Freitag, 18. Januar 2019

Ein Beschwerdebrief

Ich habe den folgenden Brief an ein Unternehmen geschickt:


Sehr geehrte Damen und Herren,
mir ist aufgefallen, dass Ihre deutschsprachige Webseite nur so von unnötigen Anglizismen und schlimmen Wortneubildungen wimmelt, was für mich sprachlich wirklich inakzeptabel ist.
Sie verwenden Begriffe wie:
Store Finder (statt Filialsuche); Feedback (Rückmeldungen); Login (Anmeldung); Shop (Laden, Geschäft); Best Deal, Special Sale Deal (Sonderangebot); Sale (Schlussverkauf, Ausverkauf); Outfit ((Be-)Kleidung); Party-Outfit (Festkleidung); Sport-Outfit (Sportkleidung); Streatwear (Straßenkleidung); Silvester-Outfit (Silvesterkleidung); Street-Style (Straßenstil); Sweat (Pullover); Shirt (Hemd); Highlight (Höhepunkt); Online-Shop (Verkaufsplattform; Online-Verkauf; Internet-Verkauf); Style (Stil); Foundation (Stiftung); take it back (zurücknehmen, Rücknahme)
Dies ist nur eine winzige Auswahl. Man kann sicher einige englischsprachige Modebegriffe wie Fleece, Leggings oder Jogginghose verwenden, aber nicht völlig unnötige Anglizismen, wo es deutsche Wörter gibt. Sonst schlage ich vor, Sie bieten die Seite gleich nur auf - dann aber korrektem - Englisch an, denn für jemand, der ein wenig Deutsch kann, ist die aktuelle "deutsche" Version eine sprachliche Zumutung. Deshalb habe ich Ihnen auch einige deutsche Entsprechungen angemerkt. Sicher darf es in der Werbung gerne auch etwas locker sein, aber es gibt dafür viele deutsche Begriffe, die man verwenden kann.
Es ist auch nicht so, dass sich Leute, die Deutsch nicht als Muttersprache haben, auf so einer Denglisch-Seite wohlfühlen würden. Diese bevorzugen dann eindeutig eine rein englische, französische, türkische oder italienische Seite.
Ich möchte Sie daher bitten, Ihre Seite im Sinne der deutschsprachigen Anwender zu überarbeiten und so zu gestalten, dass man sie wieder ohne sprachliches Grausen anschauen kann und wie es einer seriösen Firma wie (Firma) eigentlich auch geziemt.
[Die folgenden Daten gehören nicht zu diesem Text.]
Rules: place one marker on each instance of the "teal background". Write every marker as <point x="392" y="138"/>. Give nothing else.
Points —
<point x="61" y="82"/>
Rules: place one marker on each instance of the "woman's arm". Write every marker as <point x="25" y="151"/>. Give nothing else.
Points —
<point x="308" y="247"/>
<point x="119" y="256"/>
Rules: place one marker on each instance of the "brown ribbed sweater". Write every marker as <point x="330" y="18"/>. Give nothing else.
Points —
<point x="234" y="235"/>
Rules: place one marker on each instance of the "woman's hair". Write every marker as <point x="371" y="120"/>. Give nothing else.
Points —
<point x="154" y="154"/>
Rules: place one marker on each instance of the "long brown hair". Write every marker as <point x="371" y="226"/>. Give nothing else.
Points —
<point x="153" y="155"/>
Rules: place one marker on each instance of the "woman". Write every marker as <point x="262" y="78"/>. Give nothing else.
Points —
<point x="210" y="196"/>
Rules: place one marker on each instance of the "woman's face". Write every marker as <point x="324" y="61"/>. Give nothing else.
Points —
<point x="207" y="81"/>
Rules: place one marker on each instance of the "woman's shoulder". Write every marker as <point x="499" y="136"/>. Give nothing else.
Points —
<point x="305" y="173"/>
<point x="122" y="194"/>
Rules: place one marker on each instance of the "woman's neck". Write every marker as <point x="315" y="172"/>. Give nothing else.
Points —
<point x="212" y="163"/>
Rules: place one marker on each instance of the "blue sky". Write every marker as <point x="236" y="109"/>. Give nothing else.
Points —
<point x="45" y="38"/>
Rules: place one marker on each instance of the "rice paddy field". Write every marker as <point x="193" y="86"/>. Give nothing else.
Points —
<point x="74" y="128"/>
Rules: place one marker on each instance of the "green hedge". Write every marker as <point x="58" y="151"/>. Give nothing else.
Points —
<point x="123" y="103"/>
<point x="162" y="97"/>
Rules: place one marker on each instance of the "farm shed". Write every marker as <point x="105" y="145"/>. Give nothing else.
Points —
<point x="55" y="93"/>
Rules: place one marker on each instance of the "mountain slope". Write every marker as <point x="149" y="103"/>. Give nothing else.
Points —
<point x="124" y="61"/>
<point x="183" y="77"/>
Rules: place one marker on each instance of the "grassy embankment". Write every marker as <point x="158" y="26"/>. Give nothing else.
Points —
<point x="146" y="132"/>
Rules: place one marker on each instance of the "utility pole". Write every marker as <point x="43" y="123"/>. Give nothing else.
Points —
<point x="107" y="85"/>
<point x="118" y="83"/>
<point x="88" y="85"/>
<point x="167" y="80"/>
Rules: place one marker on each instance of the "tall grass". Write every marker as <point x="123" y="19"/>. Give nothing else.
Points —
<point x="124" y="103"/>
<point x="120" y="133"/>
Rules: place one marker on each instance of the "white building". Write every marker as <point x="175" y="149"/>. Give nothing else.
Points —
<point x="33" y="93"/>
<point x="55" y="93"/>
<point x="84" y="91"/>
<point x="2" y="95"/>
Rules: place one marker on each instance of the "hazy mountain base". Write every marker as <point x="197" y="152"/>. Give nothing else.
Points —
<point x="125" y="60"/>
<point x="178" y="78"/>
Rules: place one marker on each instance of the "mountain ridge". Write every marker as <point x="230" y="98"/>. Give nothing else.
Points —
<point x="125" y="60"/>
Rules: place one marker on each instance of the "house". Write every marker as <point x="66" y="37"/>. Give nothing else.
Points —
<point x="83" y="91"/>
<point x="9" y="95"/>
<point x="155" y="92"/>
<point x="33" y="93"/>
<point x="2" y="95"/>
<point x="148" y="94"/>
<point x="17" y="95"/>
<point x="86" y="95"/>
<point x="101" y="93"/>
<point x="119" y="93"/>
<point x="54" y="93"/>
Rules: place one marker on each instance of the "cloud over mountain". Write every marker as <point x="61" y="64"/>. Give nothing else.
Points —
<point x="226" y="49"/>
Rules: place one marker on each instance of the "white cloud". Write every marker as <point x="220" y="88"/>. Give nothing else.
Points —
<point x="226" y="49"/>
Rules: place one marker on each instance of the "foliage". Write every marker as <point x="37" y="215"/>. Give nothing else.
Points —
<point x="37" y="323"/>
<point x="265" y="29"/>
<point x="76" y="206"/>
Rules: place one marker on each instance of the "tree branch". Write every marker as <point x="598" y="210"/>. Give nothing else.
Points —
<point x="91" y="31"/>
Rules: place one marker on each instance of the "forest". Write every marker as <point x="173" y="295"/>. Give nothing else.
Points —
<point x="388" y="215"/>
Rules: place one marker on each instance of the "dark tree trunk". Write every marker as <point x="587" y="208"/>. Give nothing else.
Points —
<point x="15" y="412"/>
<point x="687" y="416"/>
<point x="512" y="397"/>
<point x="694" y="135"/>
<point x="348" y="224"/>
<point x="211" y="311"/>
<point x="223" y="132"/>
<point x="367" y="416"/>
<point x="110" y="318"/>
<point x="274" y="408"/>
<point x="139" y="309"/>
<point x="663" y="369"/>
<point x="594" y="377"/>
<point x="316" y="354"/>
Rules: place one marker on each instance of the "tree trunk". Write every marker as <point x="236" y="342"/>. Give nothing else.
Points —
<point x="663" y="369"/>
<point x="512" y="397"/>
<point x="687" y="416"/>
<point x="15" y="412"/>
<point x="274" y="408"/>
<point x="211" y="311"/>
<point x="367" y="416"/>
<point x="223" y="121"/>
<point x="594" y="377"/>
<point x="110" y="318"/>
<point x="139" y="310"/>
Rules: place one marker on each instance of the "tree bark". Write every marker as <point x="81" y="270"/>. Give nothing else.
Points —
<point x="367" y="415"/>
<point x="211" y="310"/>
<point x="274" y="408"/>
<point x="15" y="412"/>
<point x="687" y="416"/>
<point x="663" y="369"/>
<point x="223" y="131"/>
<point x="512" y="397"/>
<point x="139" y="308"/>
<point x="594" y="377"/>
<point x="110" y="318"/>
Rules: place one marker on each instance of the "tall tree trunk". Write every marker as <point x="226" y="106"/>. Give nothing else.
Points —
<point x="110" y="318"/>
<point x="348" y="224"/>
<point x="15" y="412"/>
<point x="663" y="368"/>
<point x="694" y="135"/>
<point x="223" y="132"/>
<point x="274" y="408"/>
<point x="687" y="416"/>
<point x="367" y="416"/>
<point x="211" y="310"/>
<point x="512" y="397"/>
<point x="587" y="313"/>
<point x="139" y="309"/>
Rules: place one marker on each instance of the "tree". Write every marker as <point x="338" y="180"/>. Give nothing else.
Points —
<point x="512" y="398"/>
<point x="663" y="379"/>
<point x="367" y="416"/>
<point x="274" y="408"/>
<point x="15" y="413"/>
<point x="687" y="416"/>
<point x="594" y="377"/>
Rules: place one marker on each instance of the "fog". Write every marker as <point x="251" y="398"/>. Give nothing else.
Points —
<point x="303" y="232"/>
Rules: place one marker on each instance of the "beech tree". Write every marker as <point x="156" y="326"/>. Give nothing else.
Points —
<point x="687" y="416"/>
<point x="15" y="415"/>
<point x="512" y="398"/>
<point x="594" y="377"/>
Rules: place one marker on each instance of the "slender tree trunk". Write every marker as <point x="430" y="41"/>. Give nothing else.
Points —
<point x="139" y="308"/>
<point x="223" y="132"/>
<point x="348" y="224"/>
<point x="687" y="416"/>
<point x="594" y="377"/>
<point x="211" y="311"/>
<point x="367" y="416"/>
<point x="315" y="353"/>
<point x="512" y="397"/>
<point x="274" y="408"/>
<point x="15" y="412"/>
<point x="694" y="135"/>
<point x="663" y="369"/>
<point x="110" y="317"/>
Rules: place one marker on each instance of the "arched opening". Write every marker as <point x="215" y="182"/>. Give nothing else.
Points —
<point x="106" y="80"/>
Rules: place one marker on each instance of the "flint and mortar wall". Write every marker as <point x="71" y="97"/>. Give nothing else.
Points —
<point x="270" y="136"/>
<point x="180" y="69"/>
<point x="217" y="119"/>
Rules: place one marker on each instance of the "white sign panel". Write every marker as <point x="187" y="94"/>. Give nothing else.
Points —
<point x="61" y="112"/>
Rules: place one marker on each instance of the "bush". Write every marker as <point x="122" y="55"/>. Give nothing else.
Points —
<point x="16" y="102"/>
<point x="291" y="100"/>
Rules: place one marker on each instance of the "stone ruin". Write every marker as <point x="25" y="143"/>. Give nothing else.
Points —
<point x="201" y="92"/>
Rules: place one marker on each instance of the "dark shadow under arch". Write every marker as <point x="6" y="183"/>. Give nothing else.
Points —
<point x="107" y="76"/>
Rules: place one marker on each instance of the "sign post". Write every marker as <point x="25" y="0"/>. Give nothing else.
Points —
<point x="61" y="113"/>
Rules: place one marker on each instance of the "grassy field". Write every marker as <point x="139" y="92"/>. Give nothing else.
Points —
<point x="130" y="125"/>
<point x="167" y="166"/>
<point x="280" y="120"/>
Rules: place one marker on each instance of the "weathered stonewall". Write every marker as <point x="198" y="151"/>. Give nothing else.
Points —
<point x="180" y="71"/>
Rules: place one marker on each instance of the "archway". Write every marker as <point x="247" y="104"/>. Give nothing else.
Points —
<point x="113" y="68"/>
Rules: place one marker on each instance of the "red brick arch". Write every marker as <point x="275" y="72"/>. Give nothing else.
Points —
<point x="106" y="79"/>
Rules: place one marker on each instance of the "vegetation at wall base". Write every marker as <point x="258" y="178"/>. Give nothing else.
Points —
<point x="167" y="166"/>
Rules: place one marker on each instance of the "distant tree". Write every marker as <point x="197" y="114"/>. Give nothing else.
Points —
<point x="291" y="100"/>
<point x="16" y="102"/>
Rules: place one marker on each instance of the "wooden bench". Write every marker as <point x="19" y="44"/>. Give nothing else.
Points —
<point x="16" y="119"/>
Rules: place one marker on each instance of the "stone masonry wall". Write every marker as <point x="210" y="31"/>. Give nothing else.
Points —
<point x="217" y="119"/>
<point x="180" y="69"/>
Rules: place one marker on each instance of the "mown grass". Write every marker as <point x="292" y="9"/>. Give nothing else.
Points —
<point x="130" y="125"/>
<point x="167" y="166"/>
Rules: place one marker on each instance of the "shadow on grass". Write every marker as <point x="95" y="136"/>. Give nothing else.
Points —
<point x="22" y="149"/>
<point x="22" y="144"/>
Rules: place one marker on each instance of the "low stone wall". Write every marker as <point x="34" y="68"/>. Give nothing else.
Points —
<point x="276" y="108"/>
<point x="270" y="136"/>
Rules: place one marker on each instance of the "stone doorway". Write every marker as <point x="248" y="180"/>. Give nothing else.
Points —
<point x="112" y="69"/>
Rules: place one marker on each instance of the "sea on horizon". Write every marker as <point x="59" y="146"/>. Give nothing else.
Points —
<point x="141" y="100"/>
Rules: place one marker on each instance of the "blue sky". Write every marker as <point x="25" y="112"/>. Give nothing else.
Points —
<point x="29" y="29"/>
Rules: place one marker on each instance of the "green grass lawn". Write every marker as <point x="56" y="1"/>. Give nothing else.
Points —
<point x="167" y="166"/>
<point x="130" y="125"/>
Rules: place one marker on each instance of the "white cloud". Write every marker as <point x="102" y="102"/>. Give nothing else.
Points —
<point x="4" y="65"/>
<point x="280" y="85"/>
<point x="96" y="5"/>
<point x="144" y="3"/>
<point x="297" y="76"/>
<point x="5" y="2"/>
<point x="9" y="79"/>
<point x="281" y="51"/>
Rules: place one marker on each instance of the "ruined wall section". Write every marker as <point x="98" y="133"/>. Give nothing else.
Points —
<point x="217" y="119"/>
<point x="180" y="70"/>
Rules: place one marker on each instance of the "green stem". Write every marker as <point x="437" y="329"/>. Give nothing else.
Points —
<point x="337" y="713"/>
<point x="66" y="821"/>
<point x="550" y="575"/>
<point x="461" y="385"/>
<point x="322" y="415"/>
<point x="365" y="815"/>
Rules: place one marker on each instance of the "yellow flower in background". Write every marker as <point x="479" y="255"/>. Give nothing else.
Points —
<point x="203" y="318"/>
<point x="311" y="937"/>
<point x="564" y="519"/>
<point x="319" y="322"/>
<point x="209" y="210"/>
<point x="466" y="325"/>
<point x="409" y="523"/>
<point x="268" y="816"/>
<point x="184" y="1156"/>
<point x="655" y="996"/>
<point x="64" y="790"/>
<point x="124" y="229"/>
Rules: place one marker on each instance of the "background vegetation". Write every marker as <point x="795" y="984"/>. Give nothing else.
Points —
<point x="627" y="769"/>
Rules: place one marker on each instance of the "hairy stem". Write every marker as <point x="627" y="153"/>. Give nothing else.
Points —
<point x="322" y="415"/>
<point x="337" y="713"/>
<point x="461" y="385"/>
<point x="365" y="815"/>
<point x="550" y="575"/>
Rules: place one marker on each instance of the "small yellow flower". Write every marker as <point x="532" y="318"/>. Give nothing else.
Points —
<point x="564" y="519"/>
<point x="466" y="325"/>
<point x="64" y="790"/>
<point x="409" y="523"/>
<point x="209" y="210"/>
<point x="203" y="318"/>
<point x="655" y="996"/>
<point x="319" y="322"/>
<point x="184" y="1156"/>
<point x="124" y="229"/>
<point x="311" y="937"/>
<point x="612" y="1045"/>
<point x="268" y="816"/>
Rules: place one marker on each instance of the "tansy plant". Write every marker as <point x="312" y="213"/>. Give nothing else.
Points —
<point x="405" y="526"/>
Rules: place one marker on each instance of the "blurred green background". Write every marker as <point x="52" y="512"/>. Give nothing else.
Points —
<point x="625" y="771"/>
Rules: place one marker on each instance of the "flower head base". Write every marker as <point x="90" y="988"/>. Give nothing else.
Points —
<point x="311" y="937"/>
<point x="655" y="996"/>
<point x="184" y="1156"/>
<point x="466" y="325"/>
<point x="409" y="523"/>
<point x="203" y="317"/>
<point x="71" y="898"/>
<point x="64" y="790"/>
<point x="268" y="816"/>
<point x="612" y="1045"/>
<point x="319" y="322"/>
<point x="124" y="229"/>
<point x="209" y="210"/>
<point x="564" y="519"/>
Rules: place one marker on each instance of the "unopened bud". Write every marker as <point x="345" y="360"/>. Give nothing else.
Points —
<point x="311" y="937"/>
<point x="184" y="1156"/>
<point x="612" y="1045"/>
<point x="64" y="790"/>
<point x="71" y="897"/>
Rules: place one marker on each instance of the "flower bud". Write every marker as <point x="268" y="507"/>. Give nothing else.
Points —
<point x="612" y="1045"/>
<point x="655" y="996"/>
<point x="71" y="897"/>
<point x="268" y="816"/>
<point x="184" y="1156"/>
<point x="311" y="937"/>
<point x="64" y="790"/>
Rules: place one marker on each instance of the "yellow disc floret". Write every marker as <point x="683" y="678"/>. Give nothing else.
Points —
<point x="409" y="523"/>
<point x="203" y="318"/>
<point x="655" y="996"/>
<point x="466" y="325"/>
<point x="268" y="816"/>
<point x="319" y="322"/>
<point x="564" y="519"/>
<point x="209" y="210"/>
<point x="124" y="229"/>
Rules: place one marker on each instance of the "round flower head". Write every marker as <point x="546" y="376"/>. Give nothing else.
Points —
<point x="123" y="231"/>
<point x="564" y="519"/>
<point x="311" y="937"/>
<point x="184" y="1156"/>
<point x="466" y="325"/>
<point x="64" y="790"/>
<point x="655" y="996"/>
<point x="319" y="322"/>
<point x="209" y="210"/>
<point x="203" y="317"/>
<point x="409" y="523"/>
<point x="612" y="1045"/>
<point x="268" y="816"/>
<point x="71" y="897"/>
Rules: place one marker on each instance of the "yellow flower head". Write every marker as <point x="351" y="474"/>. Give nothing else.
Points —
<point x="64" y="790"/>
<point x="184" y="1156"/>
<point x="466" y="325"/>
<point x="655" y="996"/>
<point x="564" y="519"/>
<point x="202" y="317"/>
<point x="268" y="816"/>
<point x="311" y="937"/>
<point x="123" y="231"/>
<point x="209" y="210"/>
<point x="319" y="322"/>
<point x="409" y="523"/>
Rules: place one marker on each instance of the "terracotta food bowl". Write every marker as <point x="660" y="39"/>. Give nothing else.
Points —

Dies ist übrigens auch die Meinung vieler Bekannter, mit denen ich darüber schon diskutiert habe. Vermutlich haben sich leider bisher nur wenige Ihrer Kunden, zu denen ich übrigens auch zähle, die Mühe gemacht, Ihnen deshalb zu schreiben.

Mit freundlichen Grüßen,



Und die Antwort war:

Vielen Dank für Ihre E-Mail.

Wir beschränken uns beim Einsatz der englischen Sprache auf Schlagwörter, die bereits häufig Eingang in den deutschen Sprachschatz gefunden haben, wie zum Beispiel Sale, Kids, Women, Jeans, T-Shirt. Zur Erklärung sei gesagt, dass wir im Vorfeld diverse Kundenbefragungen durchgeführt und dabei u. a. explizit diese Thematik angesprochen haben. Bei diesen Befragungen wurden bewusst sämtliche Altersgruppen beiderlei Geschlechts angesprochen. Die einhellige Meinung dabei war, dass englische Begrifflichkeiten durchaus "gelernt und akzeptiert" sind und darüber hinaus als sympathisch gelten. Sicherlich ist die Wahrnehmung dennoch im Einzelfall auch hier unterschiedlich.
Grundsätzlich sind wir bei der Verwendung von englischen Begriffen sehr bemüht, behutsam vorzugehen. Es ist sicherlich nicht von der Hand zu weisen, dass viele anderssprachige Worte Einzug in unsere Sprache gehalten haben und nicht mehr wegzudenken sind. T-Shirt, Computer, Jeans oder Sale sind Begriffe, die mit großer Selbstverständlichkeit verwendet werden.

Als international agierendes und modernes Unternehmen versuchen wir natürlich auch, in unserer Werbung Impulse zu setzen und den Zeitgeist zu treffen.

Wir bitten um Entschuldigung, wenn Ihnen das Erscheinungsbild an dieser Stelle unangenehm aufgefallen ist, und würden uns natürlich freuen, Sie bald wieder bei (Name von Unternehmen) begrüßen zu dürfen.